Cockroach breeding for medicinal and cosmetic purposes has become one of the fastest-growing (and some might say grossest) industries in China, but no one is likely as passionate about breeding the critters as one Yuan Meixia, a woman from Guangdong province who’s become a local celebrity for raising over 100,000 cockroaches so dedicatedly that she says they’re “like my children”.
Yuan tends to her cockroaches in an old house located near the woods in her village, People Daily reports, and caters to their described sweet-tooth: “What you usually seen is called ‘Blattella germanica’, but what I have been feeding is called ‘Periplaneta americana’. They like to eat starch and sweet foods.”
Cockroaches are fed with Hami melon
The ceilings and walls of her cockroach base are blocked off by concrete. Under scorching weather, Yuan waters the walls to cool down the temperature, and when it’s too cold, she lights a fire on the stove to heat up the room. “They are most active in the evenings,” she said of her beloved roaches. “They look for food to eat and mate”.
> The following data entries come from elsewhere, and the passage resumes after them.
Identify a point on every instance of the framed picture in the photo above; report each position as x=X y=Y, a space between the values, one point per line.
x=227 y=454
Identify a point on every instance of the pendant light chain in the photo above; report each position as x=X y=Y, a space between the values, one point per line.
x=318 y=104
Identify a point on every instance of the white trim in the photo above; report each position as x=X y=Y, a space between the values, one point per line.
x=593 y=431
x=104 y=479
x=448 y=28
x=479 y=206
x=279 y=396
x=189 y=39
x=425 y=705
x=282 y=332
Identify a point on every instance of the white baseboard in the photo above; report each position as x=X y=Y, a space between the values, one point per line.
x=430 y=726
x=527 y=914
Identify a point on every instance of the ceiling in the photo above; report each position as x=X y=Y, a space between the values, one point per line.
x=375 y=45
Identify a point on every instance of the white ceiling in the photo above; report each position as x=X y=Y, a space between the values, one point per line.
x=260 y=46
Yuan feeds the roaches and separates larvae from adults, then puts the two types in boxes and wooden board mezzanines at 6 p.m. every day. According to Yuan, the cockroaches start mating after eating, and the male cockroaches die after mating.
The 37-year-old breeder also works as a pharmacy clerk. “Last year I watched a CCTV program reporting that some people in Anhui province were consuming cockroach for medicinal purposes. I spent thousands of yuan learning how to feed cockroaches there for a week. I also spent 10,000 Yuan on 20 jin of cockroach eggs to breed. Now I have 100,000 cockroaches. Raising cockroaches is my second job,” she told reporters.
When cockroaches grow up, Yuan drowns the adults in a stainless steel bucket, dries them, packs them into plastic bags, and finally sells them to a pharmaceutical factory in Anhui. Yuan said that dried Periplaneta americana, specifically, have anticancer medicinal value. The roaches sell for 300 to 400 yuan per jin (about 0.5kg), and in two months, she can produce 10 to 20 jin of dried cockroaches.
”These are all my children, my babies,” she said to a Southern Metropolis News reporter on a tour of the breeding facility. ”Like children, they need sufficient nutrition”.